Certamente que, não sendo raras as divagações no plenário do Supremo Tribunal Federal, onde, ainda recentemente, houve tempo e vagar para se ocupar do caso de alguém que roubou um quilo de picanha, é de se esperar que, encerrando agora seu recesso, a corte insista com o Congresso Nacional para que demonstre, claramente, os critérios obedecidos (se é que houve sérios critérios) para a destinação das verbas do chamado “orçamento secreto”, que, pelo próprio nome, já autoriza muitas dúvidas. No Senado, o relator da peça fantasma, Márcio Bittar, ficou devendo a relação dos parlamentares que endossaram, e tendo nomes preservados, os pedidos formulados por prefeitos, vereadores e entidades, todos contemplados. Quem são os patronos das generosas emendas? Nada, absolutamente nada, justifica cobrir de segredos o destino do dinheiro que sai dos impostos. Portanto, nesse lamentável episódio encoberto, estão aparelhados os poderes Legislativo e Judiciário. Não têm como se eximir.

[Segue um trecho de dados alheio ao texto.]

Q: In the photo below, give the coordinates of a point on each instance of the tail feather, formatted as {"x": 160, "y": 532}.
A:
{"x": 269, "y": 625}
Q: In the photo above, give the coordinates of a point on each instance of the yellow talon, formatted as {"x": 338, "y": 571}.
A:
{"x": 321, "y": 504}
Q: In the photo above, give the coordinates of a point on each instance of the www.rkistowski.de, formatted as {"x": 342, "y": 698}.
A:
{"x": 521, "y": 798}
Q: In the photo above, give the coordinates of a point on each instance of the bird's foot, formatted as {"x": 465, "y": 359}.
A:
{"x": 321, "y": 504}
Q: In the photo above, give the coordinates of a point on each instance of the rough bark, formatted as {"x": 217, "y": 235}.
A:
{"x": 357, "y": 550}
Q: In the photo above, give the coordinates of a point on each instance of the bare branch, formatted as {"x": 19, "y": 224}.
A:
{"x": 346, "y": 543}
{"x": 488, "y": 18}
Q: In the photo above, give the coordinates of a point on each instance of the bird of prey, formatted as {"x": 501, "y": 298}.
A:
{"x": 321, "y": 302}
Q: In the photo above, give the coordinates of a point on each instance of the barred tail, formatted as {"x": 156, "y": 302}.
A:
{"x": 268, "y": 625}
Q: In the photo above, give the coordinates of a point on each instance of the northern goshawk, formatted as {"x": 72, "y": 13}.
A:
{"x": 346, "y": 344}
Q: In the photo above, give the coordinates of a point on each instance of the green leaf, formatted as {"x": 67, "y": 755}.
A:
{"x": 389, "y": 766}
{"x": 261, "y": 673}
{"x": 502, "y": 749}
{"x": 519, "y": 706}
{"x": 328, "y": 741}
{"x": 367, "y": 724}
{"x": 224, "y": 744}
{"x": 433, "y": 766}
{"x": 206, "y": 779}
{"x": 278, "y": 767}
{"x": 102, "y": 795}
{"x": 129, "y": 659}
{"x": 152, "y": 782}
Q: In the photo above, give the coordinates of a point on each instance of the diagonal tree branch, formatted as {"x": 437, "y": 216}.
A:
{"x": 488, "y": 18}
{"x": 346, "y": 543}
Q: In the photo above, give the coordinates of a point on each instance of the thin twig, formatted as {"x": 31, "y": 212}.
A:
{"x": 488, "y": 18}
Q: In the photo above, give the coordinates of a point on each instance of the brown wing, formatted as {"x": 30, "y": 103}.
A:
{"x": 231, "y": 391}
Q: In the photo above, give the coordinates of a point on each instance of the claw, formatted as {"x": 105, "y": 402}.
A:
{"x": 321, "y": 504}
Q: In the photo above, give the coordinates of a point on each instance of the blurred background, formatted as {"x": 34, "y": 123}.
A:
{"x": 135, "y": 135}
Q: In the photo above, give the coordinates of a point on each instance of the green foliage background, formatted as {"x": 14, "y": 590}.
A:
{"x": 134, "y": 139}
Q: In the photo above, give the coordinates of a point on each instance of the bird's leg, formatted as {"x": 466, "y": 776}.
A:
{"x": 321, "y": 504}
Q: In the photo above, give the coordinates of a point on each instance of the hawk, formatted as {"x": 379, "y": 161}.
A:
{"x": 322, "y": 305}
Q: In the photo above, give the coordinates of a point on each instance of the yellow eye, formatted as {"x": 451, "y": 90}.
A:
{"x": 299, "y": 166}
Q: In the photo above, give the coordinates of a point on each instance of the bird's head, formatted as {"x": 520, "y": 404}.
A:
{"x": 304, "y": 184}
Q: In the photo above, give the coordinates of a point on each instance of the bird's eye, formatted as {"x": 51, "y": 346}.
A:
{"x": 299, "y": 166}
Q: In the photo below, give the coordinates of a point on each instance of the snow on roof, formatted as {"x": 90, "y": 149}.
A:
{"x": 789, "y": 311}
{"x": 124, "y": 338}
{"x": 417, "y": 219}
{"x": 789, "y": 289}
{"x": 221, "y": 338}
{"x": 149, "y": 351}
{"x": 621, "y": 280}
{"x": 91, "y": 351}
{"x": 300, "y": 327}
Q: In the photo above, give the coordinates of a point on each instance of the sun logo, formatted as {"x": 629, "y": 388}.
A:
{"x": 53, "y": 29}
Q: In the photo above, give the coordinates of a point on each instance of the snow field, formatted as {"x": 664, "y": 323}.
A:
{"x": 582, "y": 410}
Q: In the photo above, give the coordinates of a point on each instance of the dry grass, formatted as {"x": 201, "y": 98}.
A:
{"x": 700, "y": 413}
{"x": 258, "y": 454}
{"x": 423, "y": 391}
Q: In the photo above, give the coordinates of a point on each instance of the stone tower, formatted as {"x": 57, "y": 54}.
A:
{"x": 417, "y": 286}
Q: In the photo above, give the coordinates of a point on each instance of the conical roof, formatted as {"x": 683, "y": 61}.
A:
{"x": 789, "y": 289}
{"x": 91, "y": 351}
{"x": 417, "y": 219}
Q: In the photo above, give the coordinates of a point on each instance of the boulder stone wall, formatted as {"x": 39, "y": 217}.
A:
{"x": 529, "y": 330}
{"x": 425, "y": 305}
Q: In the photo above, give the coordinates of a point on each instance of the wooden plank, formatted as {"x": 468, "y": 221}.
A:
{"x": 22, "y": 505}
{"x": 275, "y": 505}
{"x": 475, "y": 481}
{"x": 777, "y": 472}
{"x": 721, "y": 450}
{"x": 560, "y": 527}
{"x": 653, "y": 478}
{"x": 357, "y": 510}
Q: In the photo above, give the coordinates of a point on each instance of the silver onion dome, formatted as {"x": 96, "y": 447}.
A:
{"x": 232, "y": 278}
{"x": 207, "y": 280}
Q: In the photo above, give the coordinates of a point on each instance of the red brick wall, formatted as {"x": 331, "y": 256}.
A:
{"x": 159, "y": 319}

Há um vácuo no cumprimento das exigências do STF, onde, vê-se, as exigências de transparência com outros poderes não são tão abrangentes como deviam ser.

Já nem se questiona, ainda que fosse de total pertinência, avaliar a aplicação das verbas de emendas, como as que passaram com a discreta simpatia do atual presidente do Senado por Minas, e do que o antecedeu, influente o bastante para destinar R$ 3,8 milhões para a construção de novo estádio no Amapá. Sabem todos que não só lá, como em qualquer outro lugar do Brasil, o que menos faz falta é campo de futebol.